Examples¶

Attributes:¶

from pygrad.tensor import Tensor
a = Tensor(1)
a.value     # -> 1.0
a.grad      # -> 0.0
a.label     # -> ""
a.dtype     # -> PRECISION (pygrad.constants)
a.learnable # -> True
a.leaf      # -> False
a._prev     # -> ()

# calling a.backward()
a.grad      # -> 1.0
a.topo      # -> [a]
a.weights   # -> [a]

Attributes after basic ops:¶

from pygrad.tensor import Tensor
a = Tensor(1, label="a")
b = Tensor(2)
c = a*b
c.value     # -> 2.0
c.grad      # -> 0.0
a.label     # -> "a"
c.label     # -> ""
c.dtype     # -> PRECISION (pygrad.constants)
c.learnable # -> True
c.leaf      # -> False
c._prev     # -> (a,b)

# calling c.backward()
a.grad      # -> 2.0
b.grad      # -> 1.0
a.topo      # -> []
b.topo      # -> []
c.topo      # -> [a, b, c]
c.weights   # -> [a,b]

Working with NumPy arrays:¶

from pygrad.tensor import Tensor
import numpy as np
x   = np.random.uniform(0,1,(10,5))
xt1 = Tensor(x)

xt1.value       # -> x
xt1.grad.shape  # -> x.shape

x + 1           # -> broadcasted x + 1
x*10            # -> broadcasted x * 10

Manual Gradient Descent:¶

from pygrad.tensor import Tensor
n_iters = 1000
stepsize= 0.01
x       = Tensor(1)

for _ in range(n_iters):
    loss_fn = (x-1.5)**2                    # define a loss function
    loss_fn.backward(reset_grad=True)       # run .backward() to compute gradients
    x.value = x.value - stepsize*x.grad

print(x.value, loss_fn.value)
# -> 1.4336... 0.0045...

Gradient Descent with `optim`:¶

from pygrad.tensor import Tensor
from pygrad.optims import SGD

x     = Tensor([1])
y     = x**2 + 1
optim = SGD(y.create_graph()[1], lr=0.01)

for _ in range(100):
    optim.zero_grad()
    y    = x**2 + 1
    loss = (y-1.5)**2
    loss.backward()
    optim.step(loss)

print(x.value, y.value, loss.value)
# -> 0.7100436 1.50433688 1.88085134e-05

Full Deep Neural Network:¶

Note, the following requires the MNIST dataset.

import numpy as np
import tqdm
from pygrad.tensor import Tensor
from pygrad.module import Module
from pygrad.losses import CCELoss
from pygrad.optims import SGD
from pygrad.basics import Linear, Dropout, Flatten
from pygrad.activations import ReLU

PRECISION = np.float64
class DNN(Module):
    def __init__(self, batch_size=1, label="DNN",
                 dropout=0.10, dtype=PRECISION):

        self.dtype          = dtype
        self.label          = label
        self.dropout_rate   = dropout

        self.flatten        = Flatten()
        self.dense1         = Linear(i_dim=28*28, o_dim=100)
        self.dropout1       = Dropout(rate=self.dropout_rate)
        self.relu1          = ReLU()
        self.dense2         = Linear(i_dim=100, o_dim=10)
        super().__init__(x=Tensor(np.ones((batch_size, 1, 28, 28), dtype=self.dtype), leaf=True))
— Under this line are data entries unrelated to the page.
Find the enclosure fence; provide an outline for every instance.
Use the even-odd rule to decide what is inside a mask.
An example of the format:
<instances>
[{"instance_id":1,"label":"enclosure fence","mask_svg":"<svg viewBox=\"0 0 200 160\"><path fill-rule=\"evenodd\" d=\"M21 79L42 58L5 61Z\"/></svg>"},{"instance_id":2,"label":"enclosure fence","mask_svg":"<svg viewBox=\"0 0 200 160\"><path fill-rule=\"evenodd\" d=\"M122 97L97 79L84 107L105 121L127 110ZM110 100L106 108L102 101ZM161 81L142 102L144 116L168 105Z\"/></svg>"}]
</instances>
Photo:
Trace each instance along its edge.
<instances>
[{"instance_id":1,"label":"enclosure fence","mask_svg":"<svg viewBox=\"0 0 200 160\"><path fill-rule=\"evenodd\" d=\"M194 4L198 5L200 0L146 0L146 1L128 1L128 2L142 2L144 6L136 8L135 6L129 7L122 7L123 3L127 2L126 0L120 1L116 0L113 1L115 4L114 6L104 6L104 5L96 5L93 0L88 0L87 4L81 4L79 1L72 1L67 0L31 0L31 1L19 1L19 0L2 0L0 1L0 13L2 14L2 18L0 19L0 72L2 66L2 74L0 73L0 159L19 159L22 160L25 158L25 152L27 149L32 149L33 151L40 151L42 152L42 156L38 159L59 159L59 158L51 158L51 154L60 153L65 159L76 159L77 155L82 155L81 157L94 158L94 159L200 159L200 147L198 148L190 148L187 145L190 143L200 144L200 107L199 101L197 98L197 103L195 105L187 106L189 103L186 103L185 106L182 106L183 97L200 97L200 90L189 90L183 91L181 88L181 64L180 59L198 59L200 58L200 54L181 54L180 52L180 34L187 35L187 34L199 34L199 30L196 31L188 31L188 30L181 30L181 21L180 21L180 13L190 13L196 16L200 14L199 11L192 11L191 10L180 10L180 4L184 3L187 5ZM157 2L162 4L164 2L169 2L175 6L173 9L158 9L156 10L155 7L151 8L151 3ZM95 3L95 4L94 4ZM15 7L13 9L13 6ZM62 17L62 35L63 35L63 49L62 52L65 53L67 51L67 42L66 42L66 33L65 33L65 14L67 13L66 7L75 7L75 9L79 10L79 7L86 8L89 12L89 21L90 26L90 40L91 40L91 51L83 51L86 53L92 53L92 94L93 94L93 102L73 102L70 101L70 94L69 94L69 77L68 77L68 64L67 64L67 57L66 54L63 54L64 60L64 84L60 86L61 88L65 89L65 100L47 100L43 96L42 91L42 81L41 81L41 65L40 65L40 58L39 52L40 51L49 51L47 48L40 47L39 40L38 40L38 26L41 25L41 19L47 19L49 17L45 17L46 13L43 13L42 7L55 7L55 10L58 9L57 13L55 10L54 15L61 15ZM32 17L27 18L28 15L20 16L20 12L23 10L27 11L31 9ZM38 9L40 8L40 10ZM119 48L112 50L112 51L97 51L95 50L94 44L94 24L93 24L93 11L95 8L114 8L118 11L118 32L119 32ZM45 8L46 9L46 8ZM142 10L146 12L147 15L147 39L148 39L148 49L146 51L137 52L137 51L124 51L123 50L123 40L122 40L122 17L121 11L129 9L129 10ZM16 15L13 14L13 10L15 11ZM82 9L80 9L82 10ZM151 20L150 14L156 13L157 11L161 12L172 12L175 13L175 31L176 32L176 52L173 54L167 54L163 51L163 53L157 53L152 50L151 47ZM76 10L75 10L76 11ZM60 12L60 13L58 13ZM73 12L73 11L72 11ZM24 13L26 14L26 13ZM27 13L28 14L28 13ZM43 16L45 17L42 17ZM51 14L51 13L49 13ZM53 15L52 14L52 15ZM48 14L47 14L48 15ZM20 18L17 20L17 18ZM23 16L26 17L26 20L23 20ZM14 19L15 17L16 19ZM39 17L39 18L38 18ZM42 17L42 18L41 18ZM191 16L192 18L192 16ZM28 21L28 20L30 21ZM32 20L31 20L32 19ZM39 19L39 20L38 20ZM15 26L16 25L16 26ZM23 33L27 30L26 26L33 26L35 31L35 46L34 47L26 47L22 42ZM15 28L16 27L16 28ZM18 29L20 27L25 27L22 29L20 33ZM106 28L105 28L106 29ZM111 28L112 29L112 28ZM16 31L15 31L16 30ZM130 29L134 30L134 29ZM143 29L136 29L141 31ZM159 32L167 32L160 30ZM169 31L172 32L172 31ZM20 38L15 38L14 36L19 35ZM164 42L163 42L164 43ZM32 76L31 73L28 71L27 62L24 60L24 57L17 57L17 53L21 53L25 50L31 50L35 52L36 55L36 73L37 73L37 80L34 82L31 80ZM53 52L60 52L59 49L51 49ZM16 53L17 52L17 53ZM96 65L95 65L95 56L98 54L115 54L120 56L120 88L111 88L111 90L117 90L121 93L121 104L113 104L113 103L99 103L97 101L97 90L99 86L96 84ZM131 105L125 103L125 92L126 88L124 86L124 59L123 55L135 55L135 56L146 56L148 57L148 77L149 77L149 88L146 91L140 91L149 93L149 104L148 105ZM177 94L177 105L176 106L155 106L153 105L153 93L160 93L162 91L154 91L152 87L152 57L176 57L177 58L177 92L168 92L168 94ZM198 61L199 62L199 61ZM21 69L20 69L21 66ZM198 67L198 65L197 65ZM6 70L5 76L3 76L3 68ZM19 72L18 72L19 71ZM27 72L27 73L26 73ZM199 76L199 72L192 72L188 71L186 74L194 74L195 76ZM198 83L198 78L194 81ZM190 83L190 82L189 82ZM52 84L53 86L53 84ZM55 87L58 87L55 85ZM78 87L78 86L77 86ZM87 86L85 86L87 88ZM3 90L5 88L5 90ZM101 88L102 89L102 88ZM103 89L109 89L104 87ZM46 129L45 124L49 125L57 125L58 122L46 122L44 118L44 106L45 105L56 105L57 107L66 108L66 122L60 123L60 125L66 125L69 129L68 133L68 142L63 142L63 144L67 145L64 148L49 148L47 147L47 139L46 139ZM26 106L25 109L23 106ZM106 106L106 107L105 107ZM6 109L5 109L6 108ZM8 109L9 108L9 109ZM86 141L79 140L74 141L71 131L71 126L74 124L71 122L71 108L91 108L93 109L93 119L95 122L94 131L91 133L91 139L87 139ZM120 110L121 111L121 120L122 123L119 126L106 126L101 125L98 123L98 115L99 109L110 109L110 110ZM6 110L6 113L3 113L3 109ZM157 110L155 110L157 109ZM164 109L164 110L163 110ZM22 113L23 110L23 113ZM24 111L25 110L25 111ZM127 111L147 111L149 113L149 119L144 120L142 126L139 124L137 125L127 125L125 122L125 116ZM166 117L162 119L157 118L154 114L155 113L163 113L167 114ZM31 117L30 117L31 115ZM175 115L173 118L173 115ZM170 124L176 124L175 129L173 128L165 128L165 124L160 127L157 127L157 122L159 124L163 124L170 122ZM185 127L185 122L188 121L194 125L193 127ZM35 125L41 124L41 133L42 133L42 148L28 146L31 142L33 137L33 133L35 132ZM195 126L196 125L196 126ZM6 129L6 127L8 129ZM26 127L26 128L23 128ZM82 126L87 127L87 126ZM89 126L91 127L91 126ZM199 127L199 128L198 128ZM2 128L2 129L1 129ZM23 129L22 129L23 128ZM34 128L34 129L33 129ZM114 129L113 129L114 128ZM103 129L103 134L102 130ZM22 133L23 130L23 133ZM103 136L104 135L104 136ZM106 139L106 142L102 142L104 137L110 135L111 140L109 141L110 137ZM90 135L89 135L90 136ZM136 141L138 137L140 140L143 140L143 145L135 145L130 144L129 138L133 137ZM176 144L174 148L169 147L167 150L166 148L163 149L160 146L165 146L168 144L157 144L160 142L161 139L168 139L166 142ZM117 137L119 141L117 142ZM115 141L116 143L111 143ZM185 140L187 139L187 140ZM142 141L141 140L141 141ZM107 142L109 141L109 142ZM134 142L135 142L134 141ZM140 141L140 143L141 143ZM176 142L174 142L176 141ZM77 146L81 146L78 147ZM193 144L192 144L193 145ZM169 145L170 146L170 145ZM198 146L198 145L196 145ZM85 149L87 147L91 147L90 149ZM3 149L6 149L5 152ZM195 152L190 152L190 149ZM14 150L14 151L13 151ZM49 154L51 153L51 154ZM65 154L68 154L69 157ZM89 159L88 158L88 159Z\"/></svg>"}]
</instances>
    def forward(self, x:Tensor):
        x = self.flatten(x)
        x = self.dropout1(x)
        x = self.dense1(x)
        x = self.relu1(x)
        x = self.dense2(x)
        return x

def accuracy_fn(y_pred:np.ndarray, y_true:np.ndarray):
    return np.mean(np.argmax(y_pred, axis=-1, keepdims=True) == np.argmax(y_true, axis=-1, keepdims=True))


# load data
trainX = np.load("data/MNIST_trainX.npy")*255.
trainY = np.load("data/MNIST_trainY.npy")

# prepare model
model       = DNN()
loss_fn     = CCELoss()
optim       = SGD(model.weights, lr=0.1)
n_epochs    = 2
batch_size  = 16

# train
print("Training DNN")
for e in range(n_epochs):
    random_perms = np.random.permutation(trainX.shape[0])
    trainX = np.array(trainX)[random_perms]
    trainY = np.array(trainY)[random_perms]
    model.model_reset()
    with tqdm.tqdm(range(0, len(trainX)-batch_size, batch_size)) as pbar:
        for batch_idx in pbar:
            optim.zero_grad()
            x_val = Tensor(trainX[batch_idx:batch_idx+batch_size], learnable=False, leaf=True)
            y_true= Tensor(trainY[batch_idx:batch_idx+batch_size], learnable=False, leaf=True)
            y_pred = model(x=x_val)

            loss = loss_fn(y_pred, y_true)
            loss.backward()

            optim.step(loss)
            model.model_reset()

            pbar.set_postfix({'epoch': e,
                            'lr': optim.lr,
                            'batch_idx': batch_idx,
                            'batch loss': loss.value.item(),
                            'batch pred accuracy:': accuracy_fn(y_pred.value, y_true.value).item()
                            })
            gc.collect()
    optim.lr /= 10